China’s November import volume is 41,877 tons. It is 31,265 tons more than the October import volume. Compared to the same period last year, the November primary import volume was up by 258% YoY.
China’s November aluminum price performed very strongly. It was boosted by speculative funds to the year’s high record of RMB15380 on 14th of November. In the meantime, the LME price also increased by the driven of the high price in China. The Chinese aluminum price was so high that even when we add the relevant tax and import cost, the traders could still gain profits if they import the ingots. The spread between Changjiang and LME was widened to 296 in November. On 8th of November, Changjiang price was RMB812 higher than the LME cash.
Since the arbitrage window was opened, we started seeing the imported ingots in the market. Based on China Custom’s record, the imported ingots were mainly from Australia, Malaysia and Saudi Arabia in November.
We also noticed the imported ingots were mainly purchased by the big traders, not the final consumers. The big traders organized the imported ingots to be sold in Shanghai Free Trade Zone. Based on our information, the imported ingots from Glencore was over 10,000 tons in November.

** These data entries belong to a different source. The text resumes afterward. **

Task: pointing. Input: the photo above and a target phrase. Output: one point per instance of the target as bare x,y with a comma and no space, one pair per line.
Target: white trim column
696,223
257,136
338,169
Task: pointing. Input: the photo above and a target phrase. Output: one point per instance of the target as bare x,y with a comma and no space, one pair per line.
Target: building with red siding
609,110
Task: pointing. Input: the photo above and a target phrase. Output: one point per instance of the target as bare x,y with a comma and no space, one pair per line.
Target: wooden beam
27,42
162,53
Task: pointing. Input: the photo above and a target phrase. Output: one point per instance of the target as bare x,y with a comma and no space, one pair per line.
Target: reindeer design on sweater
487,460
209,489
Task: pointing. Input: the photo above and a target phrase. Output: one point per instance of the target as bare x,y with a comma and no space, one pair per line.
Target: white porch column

Because of the long shipping time, it will be too risky for final consumers to buy the ingots from overseas. It will take at least one week for China to import ingots from its nearest supplier Korea. It will take at least one month for China to by ingots from other countries. The price can very quickly change in that time.
When Chinese aluminum price started correcting itself in December, we started noticing the LME price still remains stable. The arbitrage window closed in December. The LME price was around RMB1956 higher than the Changjiang price on 20th of December. Other than Guandong province which still have some overseas ingots from the pervious imports, other major market areas have no imported ingots in December.
We will not be surprised to see the China Custom primary import figure will have a big drop in December.
In the meantime, we noticed the continue dropping primary export and the increased semi exports. Plus the large imported primary ingots figure in November, it supported our point that the excess capacity is in downstream, not in primary.